With English as a foreign language, I often try to find patterns to make it easier to understand and memorise the English language and recently I have been drawn to a group of verbs that I find truly magical and that speak to this need of support from leaders that we are seeking.
In a discussion around the question: Is courage a cornerstone for responsive leaders? I found out that interestingly just courage isn’t enough. A leader needs to be able to take this trait further and
ENcourage the people around him to become active as well as have the courage to change things himself.
The same thing I found is true to the word power. A powerful leader in any organisation is not enough, if not dangerous. An organisation needs leaders that EMpower others by helping them reach their true potential.
Even the little term ‘able’, that is kind of the overall verb used to speak of when someone is capable of something, has this magical trait: Combine it with the syllable EN- and it gives a leader the ability to ENable the people around him to become better and take their development further.
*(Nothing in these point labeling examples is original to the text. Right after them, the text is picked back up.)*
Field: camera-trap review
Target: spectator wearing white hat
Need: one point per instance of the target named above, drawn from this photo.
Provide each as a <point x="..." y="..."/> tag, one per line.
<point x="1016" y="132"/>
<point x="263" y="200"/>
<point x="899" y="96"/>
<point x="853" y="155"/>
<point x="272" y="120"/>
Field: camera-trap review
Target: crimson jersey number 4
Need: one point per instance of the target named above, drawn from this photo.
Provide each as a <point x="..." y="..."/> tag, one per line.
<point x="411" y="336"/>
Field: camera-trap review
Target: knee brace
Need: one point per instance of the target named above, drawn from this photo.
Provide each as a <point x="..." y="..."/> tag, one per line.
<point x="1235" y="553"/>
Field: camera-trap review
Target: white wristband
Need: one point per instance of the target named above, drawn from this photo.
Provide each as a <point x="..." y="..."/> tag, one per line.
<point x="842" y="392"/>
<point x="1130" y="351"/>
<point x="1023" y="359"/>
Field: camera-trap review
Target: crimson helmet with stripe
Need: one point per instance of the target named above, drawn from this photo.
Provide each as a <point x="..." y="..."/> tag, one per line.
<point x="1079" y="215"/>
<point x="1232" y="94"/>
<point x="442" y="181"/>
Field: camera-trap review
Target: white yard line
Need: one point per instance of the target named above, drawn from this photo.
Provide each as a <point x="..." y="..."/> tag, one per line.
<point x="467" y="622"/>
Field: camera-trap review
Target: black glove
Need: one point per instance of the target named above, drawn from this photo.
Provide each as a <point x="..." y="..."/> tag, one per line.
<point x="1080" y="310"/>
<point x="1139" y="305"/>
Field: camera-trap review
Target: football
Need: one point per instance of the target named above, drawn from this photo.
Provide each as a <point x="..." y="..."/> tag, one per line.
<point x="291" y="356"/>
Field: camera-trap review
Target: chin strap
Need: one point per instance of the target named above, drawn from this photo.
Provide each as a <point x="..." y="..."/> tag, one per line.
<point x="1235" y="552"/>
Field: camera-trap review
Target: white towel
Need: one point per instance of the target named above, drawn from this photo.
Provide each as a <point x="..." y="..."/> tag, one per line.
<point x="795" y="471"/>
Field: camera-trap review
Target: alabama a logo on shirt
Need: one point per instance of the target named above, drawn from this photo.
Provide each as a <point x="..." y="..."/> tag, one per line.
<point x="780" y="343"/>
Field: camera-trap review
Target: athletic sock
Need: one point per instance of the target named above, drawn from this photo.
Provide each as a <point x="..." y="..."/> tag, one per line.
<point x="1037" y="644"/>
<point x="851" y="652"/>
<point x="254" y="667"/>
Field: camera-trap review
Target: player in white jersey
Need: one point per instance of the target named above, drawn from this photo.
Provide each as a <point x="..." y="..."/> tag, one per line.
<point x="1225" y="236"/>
To me, the little prefix in front makes all the difference: In a grammatical sense it forms verbs with a general sense “to cause (a person or thing) to be in a place, condition, or state named” (e.g. enslave; entrust; enrich; encourage; endear).
By supporting the people within an organisation to gain capabilities to be in a higher place, they will gain the confidence to make an impact that matters to them personally and moves the organisation forward. A leader’s ability to not only share their wisdom and experience but lifting the people around him to a higher and even equal place to himself will make us trust in that person like nothing else. Because if they see capabilities in ourselves that we haven’t even seen, they must have that intuition to make the right decision in critical situations that we didn’t see coming, right?!
Therefore, it is probably time, that we concentrate on finding Leadership-candidates with prefixes who are able to transform not only the organisation and system but most importantly us, the people within.